What if we could see processes completely and remember them perfectly?
Recent advances in video security technology bring us closer to that reality. Virtually every business or production facility has a camera system to monitor comings and goings and they save the video for as long as they like.
Still, in the past 5 years, security video systems have improved amazingly:
- Camera resolution has improved at least 10 times.
- Camera prices fell at least 60% and storage costs even more.
- Software is smarter with web, IoT, cloud, machine learning and smart analytics
Those improvements and cost reductions promise a future where video systems routinely enhance our operational vision and memory. They would drive better decisions, support fairer evaluations, and enable faster and more precise discovery of root cause:
Imagine if we install ultra-HD cameras that overlap and collectively record everything happening across a large facility. Simultaneously, we install low-cost HD cameras at strategic operations like control panels, vulnerable equipment, error-prone manual tasks, and key inventory buffers. Then we record every camera.
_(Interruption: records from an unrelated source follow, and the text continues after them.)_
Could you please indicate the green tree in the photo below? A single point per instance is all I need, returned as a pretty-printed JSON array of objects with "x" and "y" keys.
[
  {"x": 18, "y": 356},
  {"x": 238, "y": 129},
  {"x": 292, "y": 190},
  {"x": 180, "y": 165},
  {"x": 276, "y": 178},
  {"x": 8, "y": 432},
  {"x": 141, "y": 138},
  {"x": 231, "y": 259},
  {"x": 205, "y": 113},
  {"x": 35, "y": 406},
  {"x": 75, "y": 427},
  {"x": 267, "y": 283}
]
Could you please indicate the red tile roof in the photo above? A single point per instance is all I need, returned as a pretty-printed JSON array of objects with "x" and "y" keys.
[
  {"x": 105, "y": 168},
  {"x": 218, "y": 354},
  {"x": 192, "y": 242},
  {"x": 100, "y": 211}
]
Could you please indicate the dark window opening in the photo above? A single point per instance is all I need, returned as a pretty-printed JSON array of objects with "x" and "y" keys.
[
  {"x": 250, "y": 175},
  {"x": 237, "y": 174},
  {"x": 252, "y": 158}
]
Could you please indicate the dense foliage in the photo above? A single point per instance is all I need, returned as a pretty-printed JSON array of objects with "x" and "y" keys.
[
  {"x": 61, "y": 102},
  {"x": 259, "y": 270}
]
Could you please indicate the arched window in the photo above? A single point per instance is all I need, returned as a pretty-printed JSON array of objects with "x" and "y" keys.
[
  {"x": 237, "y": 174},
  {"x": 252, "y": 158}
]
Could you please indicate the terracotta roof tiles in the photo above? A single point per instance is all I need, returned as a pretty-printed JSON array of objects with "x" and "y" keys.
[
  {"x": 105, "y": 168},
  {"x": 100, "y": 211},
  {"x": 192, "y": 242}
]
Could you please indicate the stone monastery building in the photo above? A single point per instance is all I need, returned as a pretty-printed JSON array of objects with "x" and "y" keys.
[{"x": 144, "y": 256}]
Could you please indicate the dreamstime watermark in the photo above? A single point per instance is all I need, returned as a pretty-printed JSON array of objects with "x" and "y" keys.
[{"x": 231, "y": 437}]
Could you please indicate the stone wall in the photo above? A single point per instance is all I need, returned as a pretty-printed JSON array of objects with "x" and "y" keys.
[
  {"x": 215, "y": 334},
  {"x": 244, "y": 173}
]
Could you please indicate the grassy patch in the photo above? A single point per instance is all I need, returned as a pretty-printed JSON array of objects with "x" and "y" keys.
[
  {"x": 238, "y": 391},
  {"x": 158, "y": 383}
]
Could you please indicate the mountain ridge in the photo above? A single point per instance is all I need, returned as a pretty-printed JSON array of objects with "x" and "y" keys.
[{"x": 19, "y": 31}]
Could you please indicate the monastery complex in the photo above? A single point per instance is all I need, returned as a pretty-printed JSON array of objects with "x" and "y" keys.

When we suspect we are seeing the effects of an earlier operational problem, we can search the wide shots with digital zoom and apply capabilities like the ones shown below. I am sure we will see further capabilities from sophisticated software and/or AI.
There’s a good chance we will see problems as they actually occurred days or weeks previously. At the least, we will know what was happening in the vicinity at the time. With a little foresight, we site the focused camera shots at key hot spots like control panels and key processing operations.
We can build systems like this today … creating a literal “time machine” to view events that happened anytime in our recorded history … likely from multiple camera angles. Professional sports has done this for years. They can review controversial goals, questionable fouls, or any other ambiguous play. Why shouldn’t business operations have a similar capability? The system designs are readily available and the costs are falling rapidly.
Why don’t we use video surveillance technology aggressively in operations?
I suspect that, until recently, security video technology really wasn’t good enough and, worse, it used a philosophical model didn’t quite fit. Security camera systems were originally designed so security staff could watch live video and “catch” bad behavior. No manager can afford to pay operations experts to watch TV monitors. They would be much better placed as live supervisors on the floor. Plus, if you embrace an empowered work culture, that kind of big brother approach is the last thing you want .
If managers focused on using to recorded video as a tool to analyze process behavior and plan process improvement, I think it would fit very well into a modern, empowered workplace. The key is not the technology, it will be how management chooses to use it.